History tells us that the eunuch converted by Philip in Acts 8, returned to the Ethiopian region of the day and is credited for eventually converting the queen to Christianity. She in turn decides to build the world’s first rock church. Architecture that was admired and later used to create many of the impressive European churches we tour today.

Over the next couple of generations, the queen’s devout Christian faith faded into mere knowledge as the nation turned more and more to a polytheistic religion (belief in many different gods).

In the 4th century, a merchant from Tyre, Meropius, along with his 2 nephews, were returning from India, when they pulled into a port that had recently withdrew its treaty with Rome. The entire ship was mercilessly massacred, but the two young boys, Aedesius and Frumentius, were spared and taken in as slaves. Meropius had been a descendant of a family impacted by the ministry of Paul and a few of the other apostles and had taught the boys of Jesus and the Holy Spirit. Over time, the two gained approval from the emperor and were made his cup-bearer and treasurer.

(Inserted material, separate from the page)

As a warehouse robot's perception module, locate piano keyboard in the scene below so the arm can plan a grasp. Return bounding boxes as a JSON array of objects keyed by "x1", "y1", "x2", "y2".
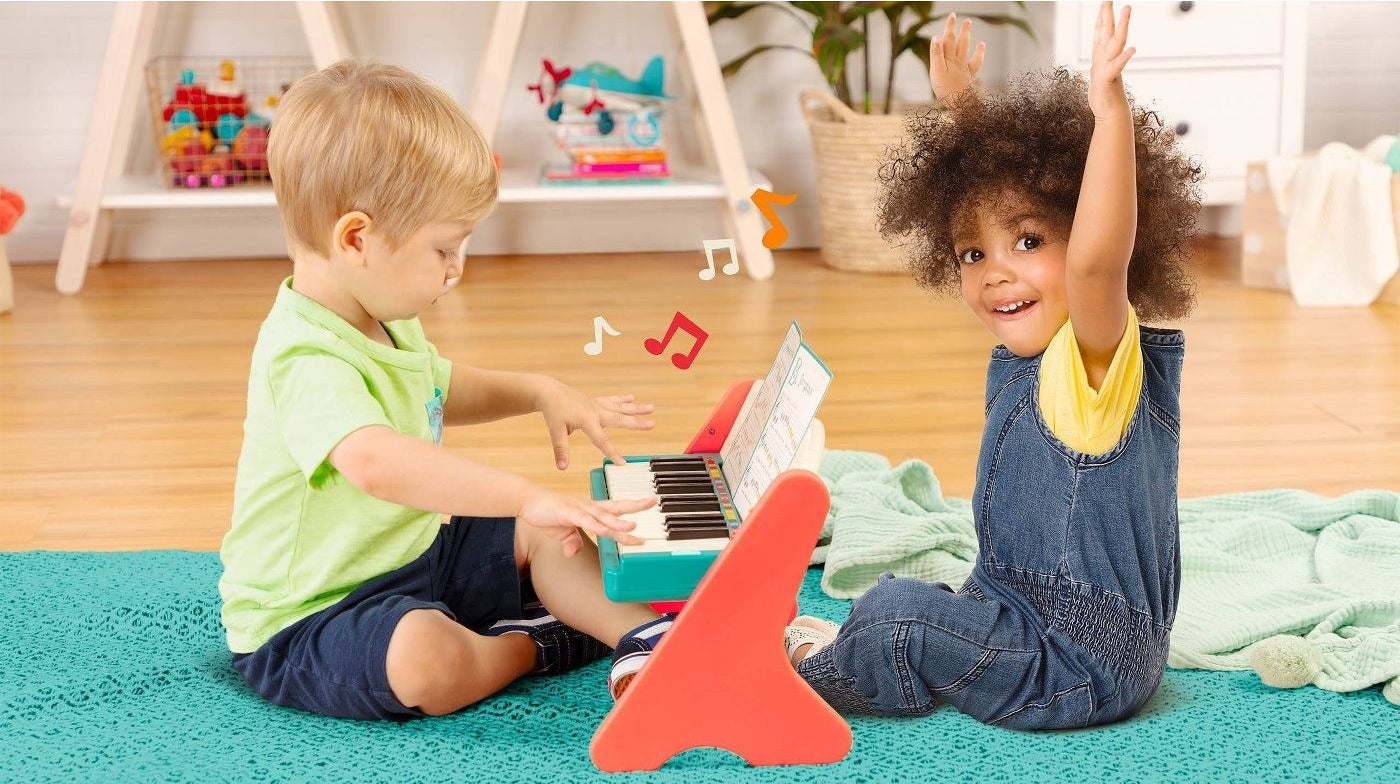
[{"x1": 603, "y1": 455, "x2": 739, "y2": 554}]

To make a long story short, the entire royal court was eventually converted and they were freed from slavery, but asked by the widowed queen to help run the country and raise her young son in their Christian ways. This emperor, Ezana, did away with the “Emperor System”, realizing he was not God and claimed Ethiopia as the world’s first official Christian nation in 330 AD!

All this was a result of four young people living a life led by the Holy Spirit. The thing is, the eunuch or the two slaves would have no doubt been unable to speak directly to the emperor or their families. The leaders would have noticed something different about them from the way they lived their every-day lives.

Living a Holy-Spirit, God-Inspired life is a decision we make every day. The verb ‘filled’ used in Ephesians is a continual verb meaning ‘to be being filled’. This means, it’s an active verb that’s more than just a one time occurrence. A better way to express the term ‘Living a Spirit-Filled Life’ is to say ‘Living a Spirit-Compelled Life’. The way you live gets far more attention then what you could ever say.